Hill ’22, an economics major from Orangeburg, South Carolina, is set on first pursuing a real estate license and then a law degree that will allow her to specialize in housing. But she jumped at the chance to take a short detour into criminal defense last summer.
“I just wanted to experience something that was out of my realm,” she said.
Hill will present on her internship on April 12 at the 14th annual Furman Engaged, a daylong celebration of students’ high-impact, immersive engaged learning experiences. The event, which is open to the community, will highlight the work of more than 700 students and include about 80 panel sessions, 200 research posters and 100 internships in the Gallery Walk. The experiences include undergraduate research, internships, study away, creative projects, service learning, first-year writing seminars and capstone experiences. View a listing of the presentations.
Hill conducted interviews to collect background information from incarcerated clients – their education, job, family, any prior criminal history. In each case, she worked with what she was given to write a report for the attorney and then attended the virtual bond hearing. The goal was to get clients released so they could both contribute to their defense and fulfill obligations to employers and families.
“Some people really just don’t have the resources that they need,” Hill said. “Helping at the forefront can really make a big difference.”
Some days she’d complete one interview, others she might do as many as four.

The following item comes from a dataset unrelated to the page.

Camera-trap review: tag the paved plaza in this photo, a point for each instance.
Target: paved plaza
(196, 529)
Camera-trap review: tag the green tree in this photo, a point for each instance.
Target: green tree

Most were conducted over the phone, although she did visit jail once to meet with a client in person.
All the court appearances were virtual, but Hill still had plenty to observe and learn from.
“Each attorney had different ways that they talked to the judge, the phrasing,” she said.
And as for the judges, they “would do pretty much everything you would see on TV,” she said with a laugh.
Getting a client out on bond was rewarding.
“It felt good to know that I crafted something that could help somebody get out of jail,” Hill said. “Nobody can contribute from inside.”
After a hearing, Hill would write a summary of the proceedings for the client’s file.
Kelsey Hample, assistant professor of economics and Hill’s advisor, said there’s overlap between Hill’s summer work and her future goals.
“One thing that she’s especially interested in is the allocation of resources,” Hample said.
As a real estate lawyer, Hill will be able to help ensure fair access to housing.
And everything she learned last summer, from legalese to deadline work, will serve her well in law school, Hample said, “getting into the field and seeing how it’s actually done.”
While it’s not the most common pre-law major, economics is an outstanding starting point, Hample said.
“It gives them really good training in the careful, critical analysis that law school requires,” she said.